Bez przesady, myślę, że z czytania fantastyki nie można wyrosnąć. Co najwyżej możesz dojść do wniosku, że ta książka jest nieco "zbyt głupiutka" dla Ciebie 😀
Uwielbiam tą serię, ale pierwszy tom jest absolutnie słaby, Clary jest irytująca w całej serii, więc to różnicy nie robi, jest ciut schematycznie, ale humoru serii odebrać nie można! Zachęcam cię do sięgnięcia po dalsze tomy, bo jest o wiele lepiej! Może lubię tę serię przez sentyment, ale u mnie ma zawsze miejsce na podium, jeśli chodzi o ulubione serie 🙂
http://k-a-k-blogrecenzencki.blogspot.com/
Pierwszy tom z pewnością nie zachęcił mnie do dalszej lektury, ale myślę, że dam szansę tej serii 😉
Polecam czytać dalsze tomy! Łzy, śmiech i wydarzenia zapierające dech gwarantowane! Tak czy siak, Clare odwaliła kawał dobrej roboty, tworząc serię Nocnych Łowcach. Polecam także Diabelskie Maszyny 😉
Pozdrawiam cieplutko ♥
http://sleepwithbook.blogspot.com/
Chyba będę musiała Wam zaufać, skoro wszyscy tak polecają tą serię 😉
Szczerze mówiąc, to czytałam w większości same pozytywne recenzje i chyba się skuszę mimo mankamentów.

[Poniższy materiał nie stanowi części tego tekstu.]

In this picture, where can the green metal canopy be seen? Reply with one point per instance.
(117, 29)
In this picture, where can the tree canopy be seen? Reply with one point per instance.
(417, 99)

Pozdrawiam i zapraszam do siebie ;]
http://tylkomagiaslowa.blogspot.com/
W takim razie życzę tylko udanej lektury 😉
Czytałam ją już jakiś czas temu, ale i tak za późno. Gdybym sięgnęła po nią wcześniej, pewnie zasiliłabym grono jej wielbicieli, ale tak się nie stało. Sam świat jest dość ciekawy, ale główna para bohaterów już mniej, a ich problemy z czasem coraz bardziej mnie denerwowały. Jedynym powodem dla którego mogłabym przeczytać kolejną część był dla mnie Alec, ale to trochę mało, żeby dalej brnąć w tę serię. 😛
Póki co mam podobnie – główne postaci naprawdę mnie irytują, a przedstawiony świat wcale nie wydaje się ciekawy ani oryginalny. Mimo to, pewnie dam tej serii jeszcze jedną szansę, ale raczej już ostatnią 😉
Czytałam ją już rok temu i nadal tak samo nienawidzę tej serii :/ Jace irytujący, Alec też, o Clary nie wspominając! Ugh… Masakra jednym słowem :/ Pozdrawiam <3
http://k-a-k-blogrecenzencki.blogspot.com/
No cóż, każdy ma inny gust, szczególnie czytelniczy. Ja chyba dam jeszcze tej autorce jedną, jedyną szansę 😉
Przeczytaj do trzeciej części, bo jest świetna. Tomy 4-6 spokojnie sobie odpuść, ale koniecznie sięgnij po prequel – trylogię Diabelskie Maszyny.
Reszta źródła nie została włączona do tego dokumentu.